Intervista ad Alessio Casalini e Andrea Pontillo

The Head Stops

“The Head Stops” (già Ephel Duath) è un valido gruppo torinese formatosi nel 1997, il cui genere spazia dalla new wave al dark – gothic di qualità. I componenti attuali sono Alessio Casalini (chitarra e voce), Damiano Casalini (basso), Giuseppe Felicetti (violino) e Andrea Pontillo (flauti e synth). Dopo la defezione del batterista Fabrizio Saraco (uno dei più bravi in circolazione, ora nei Florilegia), gli Ephel Dùath utilizzano una drum machine e tecnologia digitale preregistrata. Hanno inciso un CD autoprodotto nel 1998 con la partecipazione, oltre che di Saraco, del Quartetto d’archi dell’Orchestra Suzuki e del noto compositore, sperimentatore e polistrumentista Marco Giaccaria. Il gruppo sta realizzando un nuovo CD, mentre continua ad accumulare preziose esperienze dal vivo. Nella mente dei torinesi è rimasto impresso il bellissimo concerto tenuto al C.S.A. Murazzi il 31 ottobre scorso, per la notte di Halloween, illuminato solo da centinaia di ceri e dalle zucche di rito.
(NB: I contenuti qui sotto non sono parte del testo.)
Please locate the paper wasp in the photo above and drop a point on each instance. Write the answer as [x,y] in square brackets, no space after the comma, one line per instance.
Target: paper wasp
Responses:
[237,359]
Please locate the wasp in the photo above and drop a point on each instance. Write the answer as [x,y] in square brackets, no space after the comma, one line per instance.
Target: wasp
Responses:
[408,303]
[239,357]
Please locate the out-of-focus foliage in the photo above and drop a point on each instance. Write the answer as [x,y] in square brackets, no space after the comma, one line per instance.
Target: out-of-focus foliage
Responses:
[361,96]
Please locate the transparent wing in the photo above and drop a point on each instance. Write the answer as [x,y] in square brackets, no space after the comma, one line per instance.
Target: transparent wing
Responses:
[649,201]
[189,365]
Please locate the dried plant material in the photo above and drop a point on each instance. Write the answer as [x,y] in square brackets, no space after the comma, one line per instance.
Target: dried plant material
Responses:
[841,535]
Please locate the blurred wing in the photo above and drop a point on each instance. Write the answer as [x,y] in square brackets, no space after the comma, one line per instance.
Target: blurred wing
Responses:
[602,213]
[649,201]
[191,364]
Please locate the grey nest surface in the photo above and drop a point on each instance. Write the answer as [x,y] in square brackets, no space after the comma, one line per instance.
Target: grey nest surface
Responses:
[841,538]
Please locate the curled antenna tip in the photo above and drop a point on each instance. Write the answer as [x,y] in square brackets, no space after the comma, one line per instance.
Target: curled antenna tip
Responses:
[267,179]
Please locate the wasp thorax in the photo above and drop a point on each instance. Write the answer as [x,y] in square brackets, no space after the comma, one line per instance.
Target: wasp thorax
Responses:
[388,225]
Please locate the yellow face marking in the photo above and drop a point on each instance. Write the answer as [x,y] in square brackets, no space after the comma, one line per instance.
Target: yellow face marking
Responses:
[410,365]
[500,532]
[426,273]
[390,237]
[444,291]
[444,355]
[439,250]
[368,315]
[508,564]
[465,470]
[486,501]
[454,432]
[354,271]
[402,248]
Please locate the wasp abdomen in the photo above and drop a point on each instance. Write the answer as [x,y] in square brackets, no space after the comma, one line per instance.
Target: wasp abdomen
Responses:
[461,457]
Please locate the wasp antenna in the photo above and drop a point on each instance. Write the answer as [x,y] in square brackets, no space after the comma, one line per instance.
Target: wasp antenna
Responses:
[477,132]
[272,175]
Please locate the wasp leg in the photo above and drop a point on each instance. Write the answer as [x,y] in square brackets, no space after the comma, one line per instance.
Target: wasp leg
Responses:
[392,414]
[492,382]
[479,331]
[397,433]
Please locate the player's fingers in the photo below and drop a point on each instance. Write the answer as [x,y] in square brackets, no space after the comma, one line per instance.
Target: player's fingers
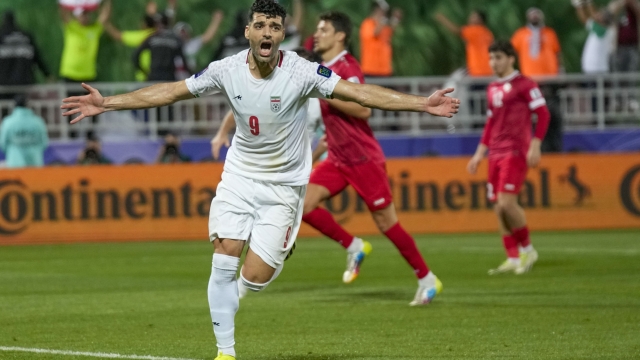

Dopo i concerti Alessio e Andrea continuano le serate come dj (la “New Power Elite”, per far ballare con ottimi dischi new wave anni ’80).

Come definireste la vostra musica? Chi vi ha influenzato maggiormente?

Alessio: L’approccio è new wave, e il risultato in definitiva è dark. Ascoltiamo di tutto, non solo new wave o dark, ma anche molto rock’n’roll, blues, musica classica e jazz… Il percorso che ci porta ai nostri brani è molto eterogeneo. Noi facciamo anche ricerca; la nostra, oltre che di generi, è una fusione di strumenti classici ed elettronici, cerchiamo suoni particolari, inediti anche grazie al computer.

Andrea: Ci si ispira a Siouxsie and the Banshees, Bauhaus, Joy Division, Death in June, Depeche Mode… Italiani, ai CCCP/CSI o ai primissimi Litfiba.

Come va la scena dark a Torino?

Andrea : Il pubblico che segue il dark e la new wave è molto esiguo a Torino, ma così è anche nel resto d’Italia. Ci sono pochi gruppi che ancora propongono questo genere. A Torino ci sono i Lacuna Coil, che hanno un certo successo, o i Catarsi.

Alessio : Il dark è musica che va molto in Germania o in Inghilterra; l’ideale sarebbe andare fuori. Ci sono etichette estere come la Project o la Nightbreed che stanno andando molto bene, e che sono interessate anche ai gruppi stranieri. Stiamo prendendo contatti con loro. In Italia non c’è praticamente nulla del genere. Per questo cantiamo in inglese, oltre al fatto che cantare in inglese sta tornando di moda insieme al revival Anni Ottanta

Suonate molto dal vivo, ma solo pezzi vostri, niente cover. Come reagisce il pubblico?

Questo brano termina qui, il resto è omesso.